The work is inscribed with a remarkable, elaborate and most intriguing contemporary manuscript exlibris, in red ink, with a large penwork initial, with motto below, almost certainly the first owner of the work. We have as yet been unable to identify the “Domina Joanna Regnas” – presumably Lady Joanna Reynes – but this was a very grand and expensive book to find in a young girl’s library in the C15th.

The beautifully worked binding is by Christian Samuel Kalthoeber. The Bl has several examples of his bindings with the identical corner-piece design of pointillé tools. One such example is BL shelf mark c19d10, a Kalhoeber binding on another hugely important incunable, the first work printed in Italy; the Cicero, De Oratore, printed at Subacio in 1465. 
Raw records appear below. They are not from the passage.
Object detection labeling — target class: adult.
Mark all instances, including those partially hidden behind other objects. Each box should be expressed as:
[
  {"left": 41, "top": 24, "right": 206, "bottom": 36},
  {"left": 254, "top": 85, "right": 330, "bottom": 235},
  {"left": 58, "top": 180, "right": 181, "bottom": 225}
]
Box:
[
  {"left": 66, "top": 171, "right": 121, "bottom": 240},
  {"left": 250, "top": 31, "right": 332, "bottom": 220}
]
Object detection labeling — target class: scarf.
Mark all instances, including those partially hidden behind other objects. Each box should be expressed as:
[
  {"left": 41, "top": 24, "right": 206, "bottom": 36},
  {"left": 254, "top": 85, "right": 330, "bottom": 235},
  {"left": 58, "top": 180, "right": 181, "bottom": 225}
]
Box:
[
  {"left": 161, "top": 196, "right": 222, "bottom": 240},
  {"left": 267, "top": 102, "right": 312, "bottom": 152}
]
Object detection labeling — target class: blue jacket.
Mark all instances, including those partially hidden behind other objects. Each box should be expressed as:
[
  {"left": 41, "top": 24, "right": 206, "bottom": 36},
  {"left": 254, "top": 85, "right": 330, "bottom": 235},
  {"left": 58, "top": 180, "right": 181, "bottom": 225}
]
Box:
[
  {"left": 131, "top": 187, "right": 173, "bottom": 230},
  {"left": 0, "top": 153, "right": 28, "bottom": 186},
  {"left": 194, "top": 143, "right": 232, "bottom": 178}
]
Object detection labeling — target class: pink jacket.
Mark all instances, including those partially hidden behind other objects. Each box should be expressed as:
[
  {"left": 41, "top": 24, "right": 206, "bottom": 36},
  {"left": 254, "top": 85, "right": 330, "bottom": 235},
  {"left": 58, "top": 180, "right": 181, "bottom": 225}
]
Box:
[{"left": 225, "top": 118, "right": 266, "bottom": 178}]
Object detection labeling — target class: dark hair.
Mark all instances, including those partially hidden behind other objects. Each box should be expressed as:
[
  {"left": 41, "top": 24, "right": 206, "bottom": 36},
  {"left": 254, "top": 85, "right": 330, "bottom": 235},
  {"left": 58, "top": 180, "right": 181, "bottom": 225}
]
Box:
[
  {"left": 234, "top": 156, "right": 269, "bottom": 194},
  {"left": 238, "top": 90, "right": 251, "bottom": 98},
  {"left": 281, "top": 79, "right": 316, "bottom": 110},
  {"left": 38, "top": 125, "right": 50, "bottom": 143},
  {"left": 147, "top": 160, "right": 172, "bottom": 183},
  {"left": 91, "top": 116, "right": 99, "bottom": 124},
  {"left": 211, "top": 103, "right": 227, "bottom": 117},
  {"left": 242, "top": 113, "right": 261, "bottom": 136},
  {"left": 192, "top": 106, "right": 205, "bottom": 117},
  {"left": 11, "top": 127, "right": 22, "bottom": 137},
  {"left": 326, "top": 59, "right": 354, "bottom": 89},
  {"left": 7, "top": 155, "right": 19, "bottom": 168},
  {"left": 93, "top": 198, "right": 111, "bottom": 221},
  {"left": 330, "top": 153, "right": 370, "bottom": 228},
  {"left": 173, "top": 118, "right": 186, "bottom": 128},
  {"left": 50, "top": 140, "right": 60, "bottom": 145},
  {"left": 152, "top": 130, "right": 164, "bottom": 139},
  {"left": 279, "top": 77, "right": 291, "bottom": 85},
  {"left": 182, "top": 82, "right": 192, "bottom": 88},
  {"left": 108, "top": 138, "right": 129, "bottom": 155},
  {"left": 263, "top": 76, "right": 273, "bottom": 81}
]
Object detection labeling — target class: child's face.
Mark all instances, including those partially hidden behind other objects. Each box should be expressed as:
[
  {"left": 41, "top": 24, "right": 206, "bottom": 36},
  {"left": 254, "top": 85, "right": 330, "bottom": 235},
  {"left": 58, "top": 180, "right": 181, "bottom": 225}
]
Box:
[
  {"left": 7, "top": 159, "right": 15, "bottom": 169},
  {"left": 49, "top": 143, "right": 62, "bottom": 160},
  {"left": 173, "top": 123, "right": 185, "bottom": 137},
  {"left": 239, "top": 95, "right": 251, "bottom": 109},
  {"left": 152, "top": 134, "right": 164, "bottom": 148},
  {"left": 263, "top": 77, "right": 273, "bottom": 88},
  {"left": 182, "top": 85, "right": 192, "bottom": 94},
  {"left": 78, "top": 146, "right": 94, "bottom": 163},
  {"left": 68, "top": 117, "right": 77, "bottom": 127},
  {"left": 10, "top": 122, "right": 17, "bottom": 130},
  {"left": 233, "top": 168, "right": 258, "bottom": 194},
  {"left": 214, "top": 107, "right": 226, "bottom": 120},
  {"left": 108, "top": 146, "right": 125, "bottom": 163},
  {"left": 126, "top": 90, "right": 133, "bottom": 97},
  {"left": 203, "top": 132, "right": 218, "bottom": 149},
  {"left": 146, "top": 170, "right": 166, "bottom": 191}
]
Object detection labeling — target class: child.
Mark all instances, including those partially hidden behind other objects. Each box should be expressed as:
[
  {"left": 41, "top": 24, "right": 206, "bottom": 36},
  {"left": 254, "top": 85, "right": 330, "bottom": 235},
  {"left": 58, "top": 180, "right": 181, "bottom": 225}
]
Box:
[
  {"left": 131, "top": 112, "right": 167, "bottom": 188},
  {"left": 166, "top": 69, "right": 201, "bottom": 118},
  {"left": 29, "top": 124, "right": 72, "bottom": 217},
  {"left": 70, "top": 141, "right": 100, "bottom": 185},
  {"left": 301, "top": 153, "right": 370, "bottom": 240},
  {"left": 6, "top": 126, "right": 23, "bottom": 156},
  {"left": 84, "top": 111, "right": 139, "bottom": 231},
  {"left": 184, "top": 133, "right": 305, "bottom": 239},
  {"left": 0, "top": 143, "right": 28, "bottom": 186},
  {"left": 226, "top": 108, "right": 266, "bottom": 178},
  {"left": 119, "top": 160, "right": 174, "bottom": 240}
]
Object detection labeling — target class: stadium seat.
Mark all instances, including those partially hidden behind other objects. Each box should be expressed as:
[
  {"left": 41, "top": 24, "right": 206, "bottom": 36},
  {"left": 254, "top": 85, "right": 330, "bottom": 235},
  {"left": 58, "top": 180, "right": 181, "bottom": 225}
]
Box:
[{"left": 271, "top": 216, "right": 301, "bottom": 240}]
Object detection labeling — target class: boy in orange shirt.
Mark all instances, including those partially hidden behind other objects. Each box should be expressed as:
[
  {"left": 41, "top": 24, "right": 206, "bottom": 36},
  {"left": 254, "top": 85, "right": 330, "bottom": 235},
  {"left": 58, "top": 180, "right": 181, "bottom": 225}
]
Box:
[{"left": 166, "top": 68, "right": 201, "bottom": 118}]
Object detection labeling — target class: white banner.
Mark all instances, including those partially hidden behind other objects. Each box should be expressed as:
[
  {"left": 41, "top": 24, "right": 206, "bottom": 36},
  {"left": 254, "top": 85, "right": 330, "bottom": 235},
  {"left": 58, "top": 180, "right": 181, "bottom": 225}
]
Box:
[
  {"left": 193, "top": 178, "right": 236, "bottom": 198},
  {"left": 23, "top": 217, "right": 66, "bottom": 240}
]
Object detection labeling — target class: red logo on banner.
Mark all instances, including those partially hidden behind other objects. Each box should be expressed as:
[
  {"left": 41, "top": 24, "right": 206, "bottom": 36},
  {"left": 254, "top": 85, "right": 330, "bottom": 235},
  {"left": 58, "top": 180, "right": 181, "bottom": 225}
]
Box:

A stunning, most important, and exceptionally rare English incunable; one of the finest productions of Wynkyn de Worde and the first edition of Caxton’s last great translation. 

BMC XI 197. GW M50906. Bod-inc H-116. ISTC ih00213000; Goff H-213.Ames II 89. “This is one of Wynkyn de Worde’s most magnificent typographical productions.” Duff, E. Printing in England in the Fifteenth Century.